The authors tackled the challenge of integrating heterogeneous diagnostic data from fusion experiments by developing a deep variational autoencoder approach, which was successfully applied to RFX-mod experiment data to combine soft X-ray linear images of plasma temperature with magnetic state data, enabling real-time analysis through hardware adaptation like FPGA-based firmware.

Recent advances in acquisition equipment is providing experiments with growing amounts of precise yet affordable sensors. At the same time an improved computational power, coming from new hardware resources (GPU, FPGA, ACAP), has been made available at relatively low costs. This led us to explore the possibility of completely renewing the chain of acquisition for a fusion experiment, where many high-rate sources of data, coming from different diagnostics, can be combined in a wide framework of algorithms. If on one hand adding new data sources with different diagnostics enriches our knowledge about physical aspects, on the other hand the dimensions of the overall model grow, making relations among variables more and more opaque. A new approach for the integration of such heterogeneous diagnostics, based on composition of deep variational autoencoders, could ease this problem, acting as a structural sparse regularizer. This has been applied to RFX-mod experiment data, integrating the soft X-ray linear images of plasma temperature with the magnetic state. However to ensure a real-time signal analysis, those algorithmic techniques must be adapted to run in well suited hardware.

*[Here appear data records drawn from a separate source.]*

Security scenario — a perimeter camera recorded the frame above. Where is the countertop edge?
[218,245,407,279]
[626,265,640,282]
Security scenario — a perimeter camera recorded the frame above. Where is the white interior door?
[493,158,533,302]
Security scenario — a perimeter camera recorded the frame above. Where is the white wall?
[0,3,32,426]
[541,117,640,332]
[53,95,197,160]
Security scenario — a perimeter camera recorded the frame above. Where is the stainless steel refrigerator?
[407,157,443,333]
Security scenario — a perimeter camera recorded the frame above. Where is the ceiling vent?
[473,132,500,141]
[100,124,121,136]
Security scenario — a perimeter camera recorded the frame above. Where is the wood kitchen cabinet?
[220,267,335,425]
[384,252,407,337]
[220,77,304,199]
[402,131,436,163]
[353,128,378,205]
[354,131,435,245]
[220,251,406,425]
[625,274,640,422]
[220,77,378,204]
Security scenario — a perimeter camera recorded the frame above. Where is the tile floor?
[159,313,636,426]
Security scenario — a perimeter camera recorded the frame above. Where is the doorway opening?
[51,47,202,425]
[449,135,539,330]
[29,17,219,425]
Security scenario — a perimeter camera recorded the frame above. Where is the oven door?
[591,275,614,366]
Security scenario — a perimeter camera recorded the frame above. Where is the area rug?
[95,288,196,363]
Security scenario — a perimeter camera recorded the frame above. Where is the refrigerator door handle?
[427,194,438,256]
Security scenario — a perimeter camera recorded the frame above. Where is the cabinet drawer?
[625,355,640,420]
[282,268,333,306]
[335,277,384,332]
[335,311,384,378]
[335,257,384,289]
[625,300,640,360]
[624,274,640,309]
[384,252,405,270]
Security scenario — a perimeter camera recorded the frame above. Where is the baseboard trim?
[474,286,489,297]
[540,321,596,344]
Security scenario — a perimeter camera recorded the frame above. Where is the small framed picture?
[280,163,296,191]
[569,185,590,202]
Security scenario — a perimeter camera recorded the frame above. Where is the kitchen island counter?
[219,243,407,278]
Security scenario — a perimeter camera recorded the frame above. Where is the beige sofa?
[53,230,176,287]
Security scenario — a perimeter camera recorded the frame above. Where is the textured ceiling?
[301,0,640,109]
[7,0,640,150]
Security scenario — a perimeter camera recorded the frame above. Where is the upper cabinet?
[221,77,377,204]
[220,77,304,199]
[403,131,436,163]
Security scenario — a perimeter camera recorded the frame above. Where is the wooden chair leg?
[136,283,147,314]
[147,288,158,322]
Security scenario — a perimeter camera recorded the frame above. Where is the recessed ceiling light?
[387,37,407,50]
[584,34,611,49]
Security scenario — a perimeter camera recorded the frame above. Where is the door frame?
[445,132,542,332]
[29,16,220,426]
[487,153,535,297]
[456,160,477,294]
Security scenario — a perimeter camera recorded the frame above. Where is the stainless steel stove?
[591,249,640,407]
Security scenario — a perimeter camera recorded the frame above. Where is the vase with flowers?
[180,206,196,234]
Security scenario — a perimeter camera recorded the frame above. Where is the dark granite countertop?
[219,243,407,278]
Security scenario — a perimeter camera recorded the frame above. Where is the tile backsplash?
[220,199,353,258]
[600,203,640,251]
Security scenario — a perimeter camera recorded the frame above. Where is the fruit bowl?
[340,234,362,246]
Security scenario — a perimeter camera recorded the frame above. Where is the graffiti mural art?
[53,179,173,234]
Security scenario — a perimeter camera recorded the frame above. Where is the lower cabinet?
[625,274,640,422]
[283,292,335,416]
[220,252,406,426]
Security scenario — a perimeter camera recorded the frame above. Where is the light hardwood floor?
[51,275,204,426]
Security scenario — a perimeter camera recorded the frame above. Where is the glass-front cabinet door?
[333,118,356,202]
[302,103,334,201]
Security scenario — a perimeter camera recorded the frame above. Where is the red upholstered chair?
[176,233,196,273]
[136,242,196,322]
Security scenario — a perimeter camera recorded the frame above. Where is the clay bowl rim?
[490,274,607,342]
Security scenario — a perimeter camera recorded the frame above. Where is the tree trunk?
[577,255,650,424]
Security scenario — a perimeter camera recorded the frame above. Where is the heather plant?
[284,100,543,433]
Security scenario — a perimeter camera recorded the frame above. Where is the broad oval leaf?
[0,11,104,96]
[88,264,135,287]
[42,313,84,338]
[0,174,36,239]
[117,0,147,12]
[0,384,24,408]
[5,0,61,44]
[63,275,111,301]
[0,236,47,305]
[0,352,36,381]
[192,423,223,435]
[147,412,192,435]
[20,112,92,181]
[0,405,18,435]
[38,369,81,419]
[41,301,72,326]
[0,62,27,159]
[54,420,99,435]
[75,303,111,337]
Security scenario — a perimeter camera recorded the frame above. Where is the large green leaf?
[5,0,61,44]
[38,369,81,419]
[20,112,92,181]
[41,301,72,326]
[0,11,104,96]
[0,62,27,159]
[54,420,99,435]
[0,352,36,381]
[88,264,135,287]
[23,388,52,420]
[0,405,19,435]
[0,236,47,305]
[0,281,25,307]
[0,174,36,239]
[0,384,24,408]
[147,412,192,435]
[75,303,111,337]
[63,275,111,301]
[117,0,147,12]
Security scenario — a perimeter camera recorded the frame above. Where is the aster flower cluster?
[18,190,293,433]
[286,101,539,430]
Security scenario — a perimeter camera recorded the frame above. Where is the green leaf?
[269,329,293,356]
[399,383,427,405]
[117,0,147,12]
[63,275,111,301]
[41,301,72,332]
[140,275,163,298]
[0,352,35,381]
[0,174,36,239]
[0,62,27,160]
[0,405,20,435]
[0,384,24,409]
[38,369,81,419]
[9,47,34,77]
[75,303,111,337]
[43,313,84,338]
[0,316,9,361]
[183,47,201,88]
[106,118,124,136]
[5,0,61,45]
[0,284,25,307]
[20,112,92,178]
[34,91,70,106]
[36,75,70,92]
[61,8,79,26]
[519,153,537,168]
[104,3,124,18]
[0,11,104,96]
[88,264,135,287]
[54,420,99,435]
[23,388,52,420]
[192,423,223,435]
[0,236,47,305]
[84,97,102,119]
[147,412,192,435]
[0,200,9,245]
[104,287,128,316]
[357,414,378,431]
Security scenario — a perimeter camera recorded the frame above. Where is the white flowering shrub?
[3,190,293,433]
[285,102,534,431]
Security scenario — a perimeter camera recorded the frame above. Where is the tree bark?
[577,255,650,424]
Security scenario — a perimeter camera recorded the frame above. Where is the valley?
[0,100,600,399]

In particular it is shown that, attempting a quantization of neurons transfer functions, such models can be modified to create an embedded firmware. This firmware, approximating the deep inference model to a set of simple operations, fits well with the simple logic units that are largely abundant in FPGAs. This is the key factor that permits the use of affordable hardware with complex deep neural topology and operates them in real-time.